Paws of War also works to keep veterans and their pets together during periods of crisis. Emergency foster support can provide temporary care when a veteran is hospitalized or temporarily unable to care for an animal. Housing assistance addresses situations in which a veteran risks losing a pet because of displacement or a housing-related emergency.

The organization’s mobile veterinary clinic provides free scheduled care for pets belonging to veterans and first responders at locations around Long Island. Volunteer veterinarians, technicians, and assistants staff the program. For a disabled veteran on a fixed income, access to veterinary care can be the difference between keeping a vital companion and facing an impossible financial decision.

Therapy Dogs and Community Outreach

Service dogs are trained to assist one handler, while therapy dogs are prepared to provide comfort to many people in settings such as veterans’ facilities, hospitals, nursing homes, schools, hospices, and community programs. Paws of War’s therapy-dog work uses suitable rescued animals with stable, friendly temperaments and handlers capable of safely managing public visits.

These visits can create a low-pressure point of human connection. A veteran who is reluctant to join a group or speak openly may still be willing to sit with a dog. That interaction may seem small, but small moments of trust are often how isolation begins to break.

The Impact on Veterans

The effect of a trained dog cannot be measured only by the tasks it performs. A dog creates structure. It requires a person to get up, go outside, maintain a schedule, provide care, and engage with the world. For someone struggling with isolation or a loss of purpose, those responsibilities can become an anchor.

A service dog can also change how a veteran moves through public spaces. The dog may help interrupt panic, reduce the fear of being alone during an episode, provide grounding after a nightmare, or make it possible to enter crowded places that once felt unmanageable. A companion animal may not perform disability-related tasks, but it can still provide consistency, affection, and a reason to remain connected.

Paws of War’s model does not suggest that an animal erases trauma. Instead, it treats the human-animal bond as one part of a larger support system that may include therapy, medical care, family, peer support, training, and community resources.

A Mission Built on Community Support

Paws of War is a 501(c)(3) nonprofit funded through public contributions.

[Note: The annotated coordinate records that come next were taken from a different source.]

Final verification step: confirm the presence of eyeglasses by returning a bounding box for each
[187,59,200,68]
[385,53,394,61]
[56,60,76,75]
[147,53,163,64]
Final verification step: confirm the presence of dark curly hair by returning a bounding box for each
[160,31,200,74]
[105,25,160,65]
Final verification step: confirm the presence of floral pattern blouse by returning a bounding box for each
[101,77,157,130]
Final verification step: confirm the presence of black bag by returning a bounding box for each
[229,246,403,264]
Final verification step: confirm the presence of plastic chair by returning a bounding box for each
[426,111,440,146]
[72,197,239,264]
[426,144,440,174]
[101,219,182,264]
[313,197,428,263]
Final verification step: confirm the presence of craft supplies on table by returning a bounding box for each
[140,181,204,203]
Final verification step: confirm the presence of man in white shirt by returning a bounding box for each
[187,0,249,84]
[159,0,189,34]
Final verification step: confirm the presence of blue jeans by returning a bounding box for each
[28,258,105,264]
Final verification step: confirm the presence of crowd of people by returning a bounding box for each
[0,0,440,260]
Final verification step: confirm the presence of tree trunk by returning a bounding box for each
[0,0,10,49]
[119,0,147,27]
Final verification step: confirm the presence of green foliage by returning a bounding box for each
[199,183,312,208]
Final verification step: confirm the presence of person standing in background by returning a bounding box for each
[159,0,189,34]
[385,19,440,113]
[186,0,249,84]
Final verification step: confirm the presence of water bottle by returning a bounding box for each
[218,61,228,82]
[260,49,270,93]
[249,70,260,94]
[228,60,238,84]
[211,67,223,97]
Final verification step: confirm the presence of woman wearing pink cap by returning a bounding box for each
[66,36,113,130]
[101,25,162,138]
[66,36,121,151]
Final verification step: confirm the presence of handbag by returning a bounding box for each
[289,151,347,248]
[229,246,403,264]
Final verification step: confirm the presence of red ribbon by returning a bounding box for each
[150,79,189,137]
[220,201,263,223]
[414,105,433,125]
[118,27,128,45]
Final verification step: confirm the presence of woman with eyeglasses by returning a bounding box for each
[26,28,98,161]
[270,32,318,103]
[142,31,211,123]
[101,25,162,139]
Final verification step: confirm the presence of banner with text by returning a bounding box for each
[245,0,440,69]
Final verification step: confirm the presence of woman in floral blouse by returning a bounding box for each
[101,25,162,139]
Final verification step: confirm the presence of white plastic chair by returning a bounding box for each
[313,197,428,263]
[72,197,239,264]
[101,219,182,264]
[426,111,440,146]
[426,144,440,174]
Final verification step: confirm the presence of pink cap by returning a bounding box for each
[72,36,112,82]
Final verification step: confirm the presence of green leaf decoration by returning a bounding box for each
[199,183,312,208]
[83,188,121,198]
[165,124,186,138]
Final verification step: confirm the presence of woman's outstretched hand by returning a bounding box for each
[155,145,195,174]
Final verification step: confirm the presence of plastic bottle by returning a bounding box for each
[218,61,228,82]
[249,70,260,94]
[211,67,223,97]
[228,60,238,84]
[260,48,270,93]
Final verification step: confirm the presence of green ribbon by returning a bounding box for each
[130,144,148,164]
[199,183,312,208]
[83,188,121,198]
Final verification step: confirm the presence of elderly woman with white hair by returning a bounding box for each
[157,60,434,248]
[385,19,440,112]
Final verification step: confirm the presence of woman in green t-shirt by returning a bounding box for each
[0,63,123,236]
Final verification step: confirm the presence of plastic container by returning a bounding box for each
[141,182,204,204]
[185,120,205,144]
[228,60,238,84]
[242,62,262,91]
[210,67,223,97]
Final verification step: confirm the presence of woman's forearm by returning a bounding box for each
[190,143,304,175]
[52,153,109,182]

Its work depends on donors, foster families, volunteers, veterinary professionals, trainers, transport partners, businesses, and community organizations. The international rescues alone can involve multiple teams working across borders, while local programs require reliable support every week.

The organization’s motto—“Helping both ends of the leash”—captures why the mission resonates. A shelter dog receives safety, medical care, training, and a home. A veteran receives a teammate, a source of stability, and sometimes the confidence to reenter parts of life that had become inaccessible.

The Road Ahead

The demand for service dogs and veteran support remains greater than the capacity of any single organization. International conflict continues to leave animals in danger, while local shelters remain crowded and veterinary costs continue to rise. Paws of War’s future will depend on careful growth, sustainable funding, qualified trainers, responsible matching, and a community willing to foster and volunteer.

Its central lesson is already clear: service does not always end when a deployment is over, and rescue does not always move in one direction. Sometimes the dog pulled from a shelter or war zone becomes the one that leads a veteran home.